London to Freetown


back in Nepal
July 12, 2007, 4:22 am
Filed under: Uncategorized

After a whirlwind trip to London, just enough time to see the family, eat some junk food, be amazed by the pursuit of shopping in oxford street (so much shopping going on- what did people do before shops?) and of course to catch some of live earth on tv  ( I am going to have to kill a few cows to make up for the carbon or something)  I’m back Nepal side.

I know I’m back.  The toilet smells like a toilet, I’m sharing my room with a geko , complete strangers have enquired as to my marital status and my stomach doesn’t feel quite right.  But these things are dwarfed by the friendly, welcoming, generous people and the breathtaking beauty of nepal.

I decided to do some pre-travel revising on Nepal on the plane trip with my newly acquired lonely planet guide.  Maybe it could tell me some things I didn’t already know.  It did and here are two of many illuminating facts under the ‘women travellers’ section;

 ‘ in 2005 landmark rulings gave women under the age of 35 the right for the first time to apply for a passport without their parents or husbands permission and safeguarded their right to inherited property.’

‘ the rural custom of exiling women to cowsheds for four days during their period was  made illegal in 2005’. 



London Calling
July 2, 2007, 4:54 am
Filed under: Uncategorized

womens workSo my training in a big organisation starts on the 12th July.  And I have decided to grab a flying visit to London. Only five days but I need to stock up on nutella.  The nutella can’t come here, I have to do the food miles for it.

It’s funny what you miss when you leave somewhere.  What would you miss most?  I think it’s the things we take for granted and don’t really think of. 

Apart from the obvious and most compelling miss of friends and family: I miss;

London traffic.  It is at least organised in its misery.  The road fatality rate is high here, apparently too high to bother counting .  For those drivers out there who want to drive in Nepal here  are the  simple road rules:  go where you can, when you can, whether you be, car, truck, cow, person or street hawker.  Beep your horn endlessly.  Never wear a motorcycle helmet as a passenger, whether you are 2 or 80. Make sure your vehicle constantly emits black acrid smoke.  Drive fast, drive like a lunatic. 

Newspapers.   Sometimes there is an information overload in our daily lives.  But it is the other extreme here.   Although not so extreme that the news of an overprivileged blonde doing a bit of time isn’t in the news here.  I crave a big juicy daily newspaper.
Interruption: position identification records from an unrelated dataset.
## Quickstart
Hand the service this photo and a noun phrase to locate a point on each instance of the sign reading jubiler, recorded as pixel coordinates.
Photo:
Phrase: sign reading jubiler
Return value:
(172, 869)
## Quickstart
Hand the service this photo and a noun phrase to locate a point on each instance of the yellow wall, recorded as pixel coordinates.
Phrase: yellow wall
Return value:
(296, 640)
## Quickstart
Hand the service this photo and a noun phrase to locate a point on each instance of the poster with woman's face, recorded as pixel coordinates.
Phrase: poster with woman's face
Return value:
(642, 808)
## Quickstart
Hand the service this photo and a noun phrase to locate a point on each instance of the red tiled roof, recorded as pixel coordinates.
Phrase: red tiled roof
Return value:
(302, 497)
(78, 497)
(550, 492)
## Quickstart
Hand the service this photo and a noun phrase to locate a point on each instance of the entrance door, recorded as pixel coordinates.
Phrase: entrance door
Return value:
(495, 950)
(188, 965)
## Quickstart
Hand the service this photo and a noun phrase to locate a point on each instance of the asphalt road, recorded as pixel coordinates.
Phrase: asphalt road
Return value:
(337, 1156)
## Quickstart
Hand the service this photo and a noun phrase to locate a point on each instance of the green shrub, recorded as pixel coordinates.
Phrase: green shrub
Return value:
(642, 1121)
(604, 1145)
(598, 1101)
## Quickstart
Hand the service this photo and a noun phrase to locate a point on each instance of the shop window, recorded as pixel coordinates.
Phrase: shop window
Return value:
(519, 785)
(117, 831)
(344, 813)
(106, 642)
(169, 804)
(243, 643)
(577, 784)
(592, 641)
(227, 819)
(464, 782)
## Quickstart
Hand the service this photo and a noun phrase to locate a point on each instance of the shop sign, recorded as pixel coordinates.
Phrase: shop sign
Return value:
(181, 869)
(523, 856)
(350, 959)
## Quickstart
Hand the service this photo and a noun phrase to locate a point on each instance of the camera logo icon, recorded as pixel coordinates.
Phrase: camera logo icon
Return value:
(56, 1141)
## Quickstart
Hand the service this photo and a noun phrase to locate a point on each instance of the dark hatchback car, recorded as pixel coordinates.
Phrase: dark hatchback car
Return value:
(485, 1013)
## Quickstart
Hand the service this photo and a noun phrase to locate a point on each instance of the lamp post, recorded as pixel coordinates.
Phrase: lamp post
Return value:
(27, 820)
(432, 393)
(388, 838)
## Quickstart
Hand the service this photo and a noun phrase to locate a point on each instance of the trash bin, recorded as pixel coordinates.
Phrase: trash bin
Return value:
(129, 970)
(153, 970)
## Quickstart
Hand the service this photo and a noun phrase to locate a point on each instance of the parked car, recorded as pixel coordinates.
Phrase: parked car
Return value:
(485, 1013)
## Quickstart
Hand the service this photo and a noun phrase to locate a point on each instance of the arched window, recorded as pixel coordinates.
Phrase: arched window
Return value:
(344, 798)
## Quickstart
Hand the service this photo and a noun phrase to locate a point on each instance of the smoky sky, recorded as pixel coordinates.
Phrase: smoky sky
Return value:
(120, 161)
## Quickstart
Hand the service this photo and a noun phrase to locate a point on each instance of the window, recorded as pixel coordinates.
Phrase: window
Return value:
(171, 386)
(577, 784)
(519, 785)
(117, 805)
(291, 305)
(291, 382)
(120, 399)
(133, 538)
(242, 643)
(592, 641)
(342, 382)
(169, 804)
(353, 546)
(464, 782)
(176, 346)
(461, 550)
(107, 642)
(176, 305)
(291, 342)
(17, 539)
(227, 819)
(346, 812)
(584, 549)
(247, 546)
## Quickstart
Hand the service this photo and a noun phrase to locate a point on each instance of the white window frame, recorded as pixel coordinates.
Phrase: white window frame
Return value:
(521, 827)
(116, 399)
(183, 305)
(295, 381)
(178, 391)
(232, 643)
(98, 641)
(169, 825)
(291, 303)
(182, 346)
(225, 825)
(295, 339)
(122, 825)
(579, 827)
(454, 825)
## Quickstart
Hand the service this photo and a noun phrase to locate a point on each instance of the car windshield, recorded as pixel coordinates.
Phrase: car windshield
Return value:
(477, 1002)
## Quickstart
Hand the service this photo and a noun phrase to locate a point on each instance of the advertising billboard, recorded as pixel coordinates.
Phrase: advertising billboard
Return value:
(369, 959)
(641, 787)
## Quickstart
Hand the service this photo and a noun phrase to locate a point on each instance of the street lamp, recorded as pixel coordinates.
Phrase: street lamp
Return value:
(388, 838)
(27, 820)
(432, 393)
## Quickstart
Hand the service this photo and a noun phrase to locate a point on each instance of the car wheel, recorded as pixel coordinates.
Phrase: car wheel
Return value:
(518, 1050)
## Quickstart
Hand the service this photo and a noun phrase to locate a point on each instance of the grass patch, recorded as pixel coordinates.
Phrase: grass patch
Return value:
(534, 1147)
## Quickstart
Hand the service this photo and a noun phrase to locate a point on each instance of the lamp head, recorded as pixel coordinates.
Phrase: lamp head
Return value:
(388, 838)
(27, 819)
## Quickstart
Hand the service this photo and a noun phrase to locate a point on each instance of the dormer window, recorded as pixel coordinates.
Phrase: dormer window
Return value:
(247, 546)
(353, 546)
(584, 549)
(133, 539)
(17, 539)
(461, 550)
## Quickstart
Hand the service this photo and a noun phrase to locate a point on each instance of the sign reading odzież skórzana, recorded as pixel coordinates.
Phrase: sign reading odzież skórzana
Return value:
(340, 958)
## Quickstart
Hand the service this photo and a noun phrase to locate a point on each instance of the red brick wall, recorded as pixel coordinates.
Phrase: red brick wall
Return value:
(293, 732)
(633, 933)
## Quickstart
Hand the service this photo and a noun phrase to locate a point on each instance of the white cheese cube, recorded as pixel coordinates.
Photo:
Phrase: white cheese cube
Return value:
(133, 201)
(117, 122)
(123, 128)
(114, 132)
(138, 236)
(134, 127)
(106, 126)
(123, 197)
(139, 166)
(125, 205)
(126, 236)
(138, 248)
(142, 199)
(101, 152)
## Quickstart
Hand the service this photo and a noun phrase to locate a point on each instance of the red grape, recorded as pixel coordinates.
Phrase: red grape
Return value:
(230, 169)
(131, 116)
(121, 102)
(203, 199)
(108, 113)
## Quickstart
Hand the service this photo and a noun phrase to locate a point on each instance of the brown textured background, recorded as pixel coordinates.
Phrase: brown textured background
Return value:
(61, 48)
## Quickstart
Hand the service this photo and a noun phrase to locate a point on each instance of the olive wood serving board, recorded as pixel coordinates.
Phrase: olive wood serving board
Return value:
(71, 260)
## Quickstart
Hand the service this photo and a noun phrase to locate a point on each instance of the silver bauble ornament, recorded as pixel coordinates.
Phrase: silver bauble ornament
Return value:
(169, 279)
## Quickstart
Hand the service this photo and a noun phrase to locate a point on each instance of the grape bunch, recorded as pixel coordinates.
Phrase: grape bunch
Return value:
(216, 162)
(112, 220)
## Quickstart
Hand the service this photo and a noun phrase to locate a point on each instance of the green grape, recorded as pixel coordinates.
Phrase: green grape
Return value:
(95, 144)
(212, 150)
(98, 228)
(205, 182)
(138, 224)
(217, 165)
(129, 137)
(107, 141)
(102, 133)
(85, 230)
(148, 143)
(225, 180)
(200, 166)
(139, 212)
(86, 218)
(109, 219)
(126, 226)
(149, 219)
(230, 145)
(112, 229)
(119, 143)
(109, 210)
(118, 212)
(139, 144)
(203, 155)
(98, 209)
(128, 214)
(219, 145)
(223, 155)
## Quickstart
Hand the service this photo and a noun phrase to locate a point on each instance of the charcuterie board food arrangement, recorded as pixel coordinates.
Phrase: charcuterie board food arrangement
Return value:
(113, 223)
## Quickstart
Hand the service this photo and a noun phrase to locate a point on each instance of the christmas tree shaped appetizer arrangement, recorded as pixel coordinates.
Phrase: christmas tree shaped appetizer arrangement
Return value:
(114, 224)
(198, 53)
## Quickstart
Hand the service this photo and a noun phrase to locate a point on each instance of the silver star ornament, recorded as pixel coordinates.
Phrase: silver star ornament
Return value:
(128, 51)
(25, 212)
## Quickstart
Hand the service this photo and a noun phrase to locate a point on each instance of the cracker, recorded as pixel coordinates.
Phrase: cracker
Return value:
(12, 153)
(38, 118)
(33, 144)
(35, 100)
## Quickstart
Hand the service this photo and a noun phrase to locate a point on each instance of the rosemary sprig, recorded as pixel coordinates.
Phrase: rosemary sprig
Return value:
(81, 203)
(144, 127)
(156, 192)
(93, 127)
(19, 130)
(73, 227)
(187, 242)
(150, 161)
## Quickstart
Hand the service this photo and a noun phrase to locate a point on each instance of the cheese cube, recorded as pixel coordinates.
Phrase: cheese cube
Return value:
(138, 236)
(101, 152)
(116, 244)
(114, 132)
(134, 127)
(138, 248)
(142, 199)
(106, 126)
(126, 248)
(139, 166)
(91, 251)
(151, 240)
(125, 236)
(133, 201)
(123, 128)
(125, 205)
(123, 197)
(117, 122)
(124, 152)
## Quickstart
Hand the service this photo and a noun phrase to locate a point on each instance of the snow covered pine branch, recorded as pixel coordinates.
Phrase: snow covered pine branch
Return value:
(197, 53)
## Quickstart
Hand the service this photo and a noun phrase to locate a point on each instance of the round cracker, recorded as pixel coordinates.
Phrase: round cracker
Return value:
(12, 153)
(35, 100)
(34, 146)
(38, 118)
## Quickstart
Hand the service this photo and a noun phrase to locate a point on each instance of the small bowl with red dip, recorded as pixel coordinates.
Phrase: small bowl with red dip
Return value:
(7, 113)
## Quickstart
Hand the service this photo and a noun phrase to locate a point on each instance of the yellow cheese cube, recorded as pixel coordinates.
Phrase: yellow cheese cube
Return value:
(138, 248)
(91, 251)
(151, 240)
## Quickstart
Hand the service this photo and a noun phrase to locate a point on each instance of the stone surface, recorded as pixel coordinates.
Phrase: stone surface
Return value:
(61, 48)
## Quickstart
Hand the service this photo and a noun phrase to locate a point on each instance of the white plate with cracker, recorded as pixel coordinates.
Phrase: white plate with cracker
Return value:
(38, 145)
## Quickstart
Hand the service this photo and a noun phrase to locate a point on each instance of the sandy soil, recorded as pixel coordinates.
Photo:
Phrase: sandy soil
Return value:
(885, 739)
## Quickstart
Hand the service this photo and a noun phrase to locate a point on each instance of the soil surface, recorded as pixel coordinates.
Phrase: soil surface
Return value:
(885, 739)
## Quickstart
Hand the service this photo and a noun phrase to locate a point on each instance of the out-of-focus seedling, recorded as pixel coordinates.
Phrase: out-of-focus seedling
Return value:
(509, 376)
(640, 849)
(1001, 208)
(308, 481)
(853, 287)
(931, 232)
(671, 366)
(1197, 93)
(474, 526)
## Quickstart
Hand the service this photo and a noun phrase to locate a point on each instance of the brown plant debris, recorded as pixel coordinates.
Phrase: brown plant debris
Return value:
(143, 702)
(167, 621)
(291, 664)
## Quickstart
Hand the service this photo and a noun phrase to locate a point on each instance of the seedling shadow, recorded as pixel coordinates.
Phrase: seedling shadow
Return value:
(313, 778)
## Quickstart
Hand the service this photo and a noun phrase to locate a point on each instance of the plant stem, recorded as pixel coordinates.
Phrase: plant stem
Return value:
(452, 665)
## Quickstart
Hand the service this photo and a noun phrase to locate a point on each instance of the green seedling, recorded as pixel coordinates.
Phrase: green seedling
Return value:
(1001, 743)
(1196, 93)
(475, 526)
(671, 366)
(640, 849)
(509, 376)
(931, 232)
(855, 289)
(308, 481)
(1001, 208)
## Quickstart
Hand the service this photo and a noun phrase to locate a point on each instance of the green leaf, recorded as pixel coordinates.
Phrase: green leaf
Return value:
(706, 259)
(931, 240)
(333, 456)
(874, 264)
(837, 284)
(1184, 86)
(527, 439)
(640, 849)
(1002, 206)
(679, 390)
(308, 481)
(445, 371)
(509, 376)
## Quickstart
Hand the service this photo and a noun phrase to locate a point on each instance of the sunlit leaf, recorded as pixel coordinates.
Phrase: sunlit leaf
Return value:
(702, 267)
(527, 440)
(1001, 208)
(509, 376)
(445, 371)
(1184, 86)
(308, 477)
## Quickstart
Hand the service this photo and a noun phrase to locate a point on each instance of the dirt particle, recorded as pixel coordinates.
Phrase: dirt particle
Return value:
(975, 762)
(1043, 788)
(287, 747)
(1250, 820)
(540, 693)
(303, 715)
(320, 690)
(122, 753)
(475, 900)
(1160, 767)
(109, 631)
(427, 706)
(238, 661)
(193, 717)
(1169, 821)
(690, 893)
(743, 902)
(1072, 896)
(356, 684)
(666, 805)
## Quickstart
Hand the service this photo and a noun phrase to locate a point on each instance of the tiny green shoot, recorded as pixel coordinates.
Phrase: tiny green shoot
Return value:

Getting what I ordered.  I can’t wait to go to a restaurant and have what I actually ordered turn up on my plate. And not having to worry too much about food poisoning when it arrives.  There have  been deaths from cholera in kathmandu recently.  All the rain, the flooding: polluting the water with excrement.  Nice detail , i know. 

Trains, the underground.  The Himalayas are obviously not suited to trains of any description.   This is unfortunate, trains could be a safe and efficient way for people to travel here avoiding the inherent dangers of traffic here (see road rules above).

Not being completely ignored if I am with a man.  Nepal ranks 111 out of 115 countries in terms of the level of discrimination faced by women.  The ranking measures things like health care, education, political and economic engagement: women in Nepal face almost  the worst levels of  discrimination in all of those areas.   For me this means not being spoken to if I am with a man in restaurants, having my credit card I’ve just paid with in a restaurant returned to the nearest sir to me- even when they’ve just seen me take it out of my wallet. It means meeting women and wanting to talk to them and the nearest man explaining that as an unmarried woman she is shy and doesn’t want to speak. It means a number of situations that make me want to scream, where I feel almost invisible as a person.  But that’s ok for me because I grew up with boundless opportunity and one day I can leave Nepal. 

But for women here it means; facing the highest rate of fatality in child birth, living in one of only three countries in the world where the life expectancy is lower  for women than men, where the life expectancy of  only 55 is  attributable purely to the high levels of death rates for women, where prolapsed wombs will be left untreated, where girls are more likely to be illiterate ( why bother paying for a girl to go to school who will one day only be an ‘asset’ for her husbands family), all of the well paid jobs going to men, doing all of the hard work in the villages whilst men play cards, and maybe being  traded in for a younger model when they look older than their husbands from the back breaking work they have done.  The list is endless.